Despite having more than enough reasons to make excuses, Murray wasn’t willing use any of them.
He declared there’s “no question” he can return to the second week of a slam – which he hasn’t done since making the quarter finals of Wimbledon in 2017.
“I think obviously you never know exactly when the end is going to be. I would like to go out playing tennis like this, where I’m competing with the best players in the world in the biggest events and doing myself justice,” Murray said.
“There were maybe times the last year or so where I didn’t really feel like I was playing well, and I didn’t enjoy the way that I was playing. Yeah, those sacrifices and that effort that I put in allowed me to get through those matches and play at a high level that I think was entertaining for the people watching.
“I felt good about the way that I was playing (at this event). It’s more enjoyable for me when I’m playing like that, when I’m coming into a major event and really believing that I can do some damage.
“But, yeah, I can have a deeper run than the third round of a slam, there’s no question about that. Obviously draws can open up for you. I need to also help myself with that. If I was playing at this level last year, I probably wouldn’t be ranked 50, 60 in the world. It’s up to me to try and change that.”
Meanwhile earlier in the day, the fifth seeded Andrey Rublev, took out the British No.2, Dan Evans 6-4 6-2 6-3 after two-hours and 10-minutes following some lengthy rallies from which the Russian usually emerged the winner.
“Every match I’m playing better and better,” Rublev said after one of the best performances of his career. “I’m really happy because at the beginning of the season I lost a couple of tough matches against great players. I lost a bit of confidence and I’m happy that since the first match I’m playing really good tennis. I’m really happy and we’ll see what’s going to happen next.
“After the first set I started to feel confident, I started to feel that I can play even better. I can play even faster.
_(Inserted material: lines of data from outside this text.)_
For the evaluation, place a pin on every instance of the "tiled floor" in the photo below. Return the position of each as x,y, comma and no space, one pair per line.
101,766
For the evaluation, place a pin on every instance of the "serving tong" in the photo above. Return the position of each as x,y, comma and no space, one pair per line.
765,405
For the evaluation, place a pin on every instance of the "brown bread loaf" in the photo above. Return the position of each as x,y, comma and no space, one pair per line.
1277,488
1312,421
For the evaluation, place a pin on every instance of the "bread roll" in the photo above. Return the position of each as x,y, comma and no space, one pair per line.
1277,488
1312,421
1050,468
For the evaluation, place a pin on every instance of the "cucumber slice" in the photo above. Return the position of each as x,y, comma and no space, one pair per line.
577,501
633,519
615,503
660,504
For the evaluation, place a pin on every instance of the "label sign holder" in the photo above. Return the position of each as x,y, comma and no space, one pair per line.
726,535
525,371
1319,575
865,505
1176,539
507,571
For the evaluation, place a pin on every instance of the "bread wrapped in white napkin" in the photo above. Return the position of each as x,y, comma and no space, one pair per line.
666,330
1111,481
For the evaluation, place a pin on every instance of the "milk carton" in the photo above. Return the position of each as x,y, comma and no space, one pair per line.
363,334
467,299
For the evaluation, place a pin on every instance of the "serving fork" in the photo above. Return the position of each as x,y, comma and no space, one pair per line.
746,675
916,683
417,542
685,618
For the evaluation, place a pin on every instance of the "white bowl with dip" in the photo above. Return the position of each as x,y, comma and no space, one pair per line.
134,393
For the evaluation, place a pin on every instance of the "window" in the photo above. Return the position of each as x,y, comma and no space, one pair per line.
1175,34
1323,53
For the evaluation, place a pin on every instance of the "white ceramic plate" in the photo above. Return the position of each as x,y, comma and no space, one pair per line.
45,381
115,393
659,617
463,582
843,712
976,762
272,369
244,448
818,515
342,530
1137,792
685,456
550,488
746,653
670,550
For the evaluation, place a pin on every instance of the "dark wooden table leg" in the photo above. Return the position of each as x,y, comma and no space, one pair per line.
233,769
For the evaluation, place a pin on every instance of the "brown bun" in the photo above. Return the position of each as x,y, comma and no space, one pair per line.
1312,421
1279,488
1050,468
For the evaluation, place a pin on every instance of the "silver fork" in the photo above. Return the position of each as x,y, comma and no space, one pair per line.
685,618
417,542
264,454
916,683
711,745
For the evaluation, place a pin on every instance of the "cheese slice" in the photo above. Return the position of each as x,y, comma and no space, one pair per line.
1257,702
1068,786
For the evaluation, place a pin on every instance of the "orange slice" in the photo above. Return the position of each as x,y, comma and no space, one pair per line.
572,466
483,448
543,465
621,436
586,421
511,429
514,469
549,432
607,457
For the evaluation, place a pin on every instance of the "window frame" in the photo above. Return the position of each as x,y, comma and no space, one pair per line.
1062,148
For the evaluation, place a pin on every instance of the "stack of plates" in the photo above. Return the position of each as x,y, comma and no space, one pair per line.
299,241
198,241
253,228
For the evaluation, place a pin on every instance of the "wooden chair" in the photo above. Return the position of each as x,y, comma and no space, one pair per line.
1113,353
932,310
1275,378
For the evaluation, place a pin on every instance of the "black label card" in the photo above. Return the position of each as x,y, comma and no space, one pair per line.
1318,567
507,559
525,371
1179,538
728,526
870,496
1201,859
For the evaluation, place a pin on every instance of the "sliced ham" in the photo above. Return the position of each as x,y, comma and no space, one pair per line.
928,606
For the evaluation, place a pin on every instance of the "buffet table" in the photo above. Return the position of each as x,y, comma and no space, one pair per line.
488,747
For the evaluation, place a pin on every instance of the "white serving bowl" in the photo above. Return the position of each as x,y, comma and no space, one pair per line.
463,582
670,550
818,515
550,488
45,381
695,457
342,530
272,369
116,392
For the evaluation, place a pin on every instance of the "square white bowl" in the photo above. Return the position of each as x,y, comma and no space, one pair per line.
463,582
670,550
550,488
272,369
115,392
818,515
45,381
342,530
As soon as I did it I started to feel even better. I felt he was uncomfortable so I tried to play even more aggressive, but in the end I was still playing really good tennis.”
Rublev put pressure on Evans’ opening service games forcing the Brit to save a break point after a seven-minute game to make it 3-3.
With the rallies getting longer, the Russian had to save a break point in the next game. But he got the break that mattered when Evans was serving in the 10th game to stay in the set.
Despite some fine tennis from Evans, the world No. 6 got the decisive break of the second coming from 0-40 down to take a 4-2 lead.
With the momentum running his way, Rublev went a break up in the third to take a 2-0 advantage and while he squandered five break points to hand Evans his first game in the set, it wasn’t sufficient to change the course of events.